なんのことはない、昔からよく見られたコメディの常套的舞台設定の焼き直しなんだが、しかし「レーニン!」は、それをうまく実在の歴史と絡み合わせた着眼点がいい。半分は実際に起きた現実の歴史であるため、こういったコメディに特有の、登場人物が状況に合わせて右往左往する時の嘘臭さがなく、いかにも本当にあってもよさそうなリアリティがある。コメディでこうしたリアリティを作品に持たせることができたら、既に作品の半分は成功しているようなものだ。


もちろんコメディがいつもリアリティを重視する必要が必ずしもあるとは思わないし、むしろリアリティをまったくなくすことで爆笑させる作品も多い。しかし「レーニン!」の場合、世界中の誰もが知っている、今後何百年経とうとも歴史の教科書でページを割かれることは間違いない、人類の歴史の節目としての事件の重大さを背景に使用することで、作品に奥行きを与えていることは否定できないだろう。また、ドラマとしていかようにも料理できそうなこの背景をコメディとして利用するところに、演出家としてのセンスが窺える。

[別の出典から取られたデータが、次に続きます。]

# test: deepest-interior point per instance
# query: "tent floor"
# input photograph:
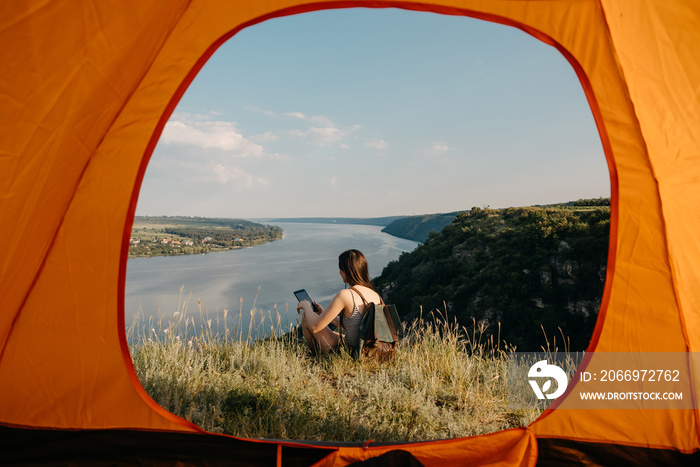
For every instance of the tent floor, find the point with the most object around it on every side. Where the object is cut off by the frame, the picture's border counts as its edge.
(557, 452)
(130, 447)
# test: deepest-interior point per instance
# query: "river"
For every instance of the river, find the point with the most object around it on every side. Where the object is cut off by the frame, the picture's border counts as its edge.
(260, 278)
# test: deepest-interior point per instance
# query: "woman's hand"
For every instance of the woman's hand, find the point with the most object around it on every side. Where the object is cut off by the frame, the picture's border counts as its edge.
(304, 306)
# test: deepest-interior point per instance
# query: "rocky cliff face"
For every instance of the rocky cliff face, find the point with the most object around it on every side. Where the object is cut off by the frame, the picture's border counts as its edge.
(518, 271)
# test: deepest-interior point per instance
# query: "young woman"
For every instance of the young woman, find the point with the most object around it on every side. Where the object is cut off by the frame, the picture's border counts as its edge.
(345, 309)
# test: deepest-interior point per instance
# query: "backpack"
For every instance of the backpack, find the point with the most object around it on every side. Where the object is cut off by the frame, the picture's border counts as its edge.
(380, 330)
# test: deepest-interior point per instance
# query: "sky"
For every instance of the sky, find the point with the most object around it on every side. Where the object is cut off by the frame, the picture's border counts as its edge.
(369, 113)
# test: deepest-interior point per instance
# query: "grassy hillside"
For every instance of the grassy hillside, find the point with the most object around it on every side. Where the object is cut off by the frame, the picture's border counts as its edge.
(519, 271)
(442, 383)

ただし、そういう根本的な目のつけ所のうまさ以外では、つめの甘さみたいなところも散見される。特にそれを感じたのが、クリスティアーネと子供たちを捨てて西側に脱出したはずの夫の出し方で、もっと話に絡めてくるには扱いが弱すぎるし、かといって捨てエピソードとして切り捨てるには出過ぎだ。とはいえ、結局そういう些細な欠点はあっても、根幹となる部分の興味度の高さがそれらを帳消しにしていると言える。

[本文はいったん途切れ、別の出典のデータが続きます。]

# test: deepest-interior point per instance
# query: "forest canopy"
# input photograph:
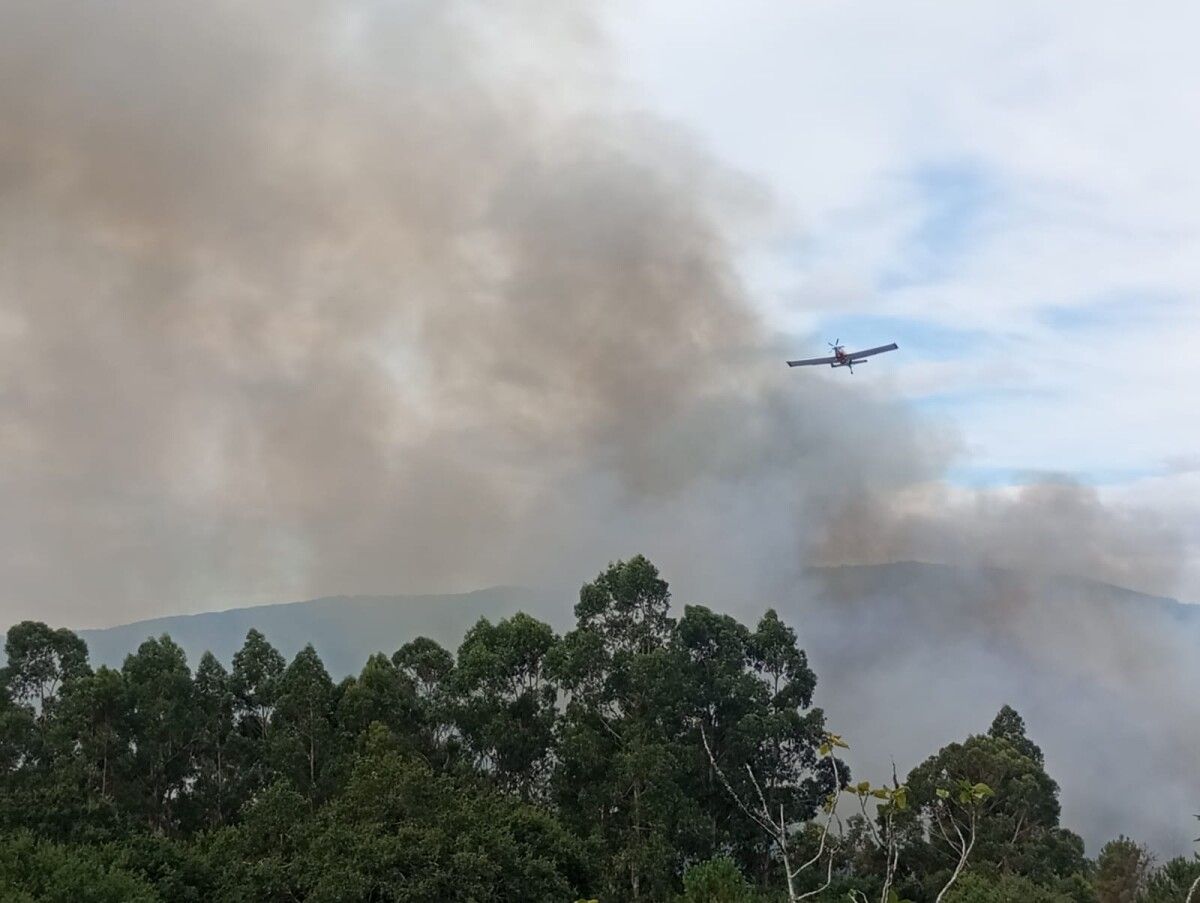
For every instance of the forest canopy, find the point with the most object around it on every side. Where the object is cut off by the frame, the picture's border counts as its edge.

考えたらベルリンの壁が消滅して15年になろうとしている。冷戦終結も既に歴史の一ページ、過去の話という手触りが濃厚になりつつあるが、これまでベルリンの壁崩壊を背景とした作品には、まあ、地元では当然いくつも製作されているんだろうが、アメリカではほとんどお目にかかった記憶がない。たぶん地元以外の外国でも事情は同じだろう。これ以上時間が経つと、完全に過去の別の時代の話になってしまうという、ぎりぎりのところでこの作品が出てきたというタイミングもよかったのも、この作品が世界中でヒットした理由の一つという気がする。


主人公のアレックスに扮するダニエル・ブリュールは、アングルによってはまったくユワン・マグレガーにそっくりだ。マグレガーもこういう、なんか嘘か誠かよくわからない的な作品に出ることが多いが、こういう顔っていうのは、そういう、現実と虚構の境界が曖昧な世界を描く時に、演出家にアピールする顔をしているんだろう。一方で、姉のアリアーネを演じるマリア・シモン、ガール・フレンドのララを演じるチュルパン・ハマトヴァが、まったく地に足をつけた顔 (どんな顔だ?) をしているのと対称的になっている。だいたい、どこの世界でも突飛なことを言い出すのは男で、それをたしなめるのは女ということになっているのだ。